Bravant le froid qui avait fait basculer le pays dans l’hiver dès cette fin d’octobre, les deux hommes s’étaient retrouvés dans les larges allées du parc des Buttes Chaumont, entre les hauts rochers artificiels qui donnaient le sentiment d’avoir quitté la ville de Paris pour entrer dans une gravure romantique. Ou plutôt, tel aurait été le cas sans les visiteurs, peu nombreux par ce temps triste et glacé, mais qui portaient assez peu au rêve : nourrices et mères promenant leurs jeunes enfants, vieillards qui lançaient du pain sec aux pigeons, mais n’attiraient que les corbeaux, amoureux à l’attitude empruntée…

Ils formaient pour leur part un bien étrange duo. Le comte ne passait guère inaperçu, avec son riche manteau de lainage bleu, sur lequel se déversait sa longue chevelure gris-blanc, et sa canne à pommeau d’argent délicatement travaillé. Son compagnon n’était certes pas aussi voyant : il devait compter à peine la moitié de son âge ; tout en lui évoquait la vivacité et l’acuité, malgré sa mise savamment négligée de jeune dilettante, dans ce costume clair qui défiait la convenance et l’air glacé, auquel seul un foulard noué autour de son cou faisait obstacle.

« Mon cher comte, déclara le jeune homme avec une pointe d’amusement, voilà qui est assez inhabituel… D’accoutumée, le bureau fait directement appel à moi ! Et lorsque vous ne recherchez que ma compagnie, vous n’observez ni autant de mystères ni autant de formalités. »

Il marqua une pause, observant son ami d’un regard malicieux :

« Dois-je en déduire que vous avez besoin de mon aide pour une affaire particulière ? Et que vous n’avez pas pu l’avouer à ce cher capitaine ? Je n’ose croire que vos vastes connaissances se soient trouvées mises en défaut, au point que vous en êtes réduit à faire appel à l’amateur que je suis ?

— Ne vous sous-estimez pas, Henri, déclara le comte avec bonne humeur, ou plutôt, ne feignez pas de le faire. Quand vous êtes concerné, l’amateurisme prend une tout autre dimension.

— À vrai dire, je ne sais si je dois me sentir flatté, remarqua l’intéressé en levant les yeux au ciel. Bien, je suis tout ouïe. Quelle est cette affaire dont vous souhaitez tant me toucher un mot ? »

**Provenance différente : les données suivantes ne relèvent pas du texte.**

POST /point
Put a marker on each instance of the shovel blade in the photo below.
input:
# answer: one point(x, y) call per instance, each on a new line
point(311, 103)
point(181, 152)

D’Harmont, du bout de sa canne, désigna un banc libre non loin de la pièce d’eau entourant le rocher central :

« Asseyons-nous un moment, je vais vous expliquer ce qu’il en est. »

Les deux hommes s’installèrent, regardant un moment les canards s’ébattre à la surface de l’étang. Après s’être assuré qu’il n’y avait personne alentour, le comte déclara :

« Il s’agit d’une série de vols qui ont eu lieu dans de beaux quartiers au cœur de Paris. Ils ont été très habilement menés, de sorte qu’aucune infraction n’a pu être constatée, juste la disparition de biens de valeurs…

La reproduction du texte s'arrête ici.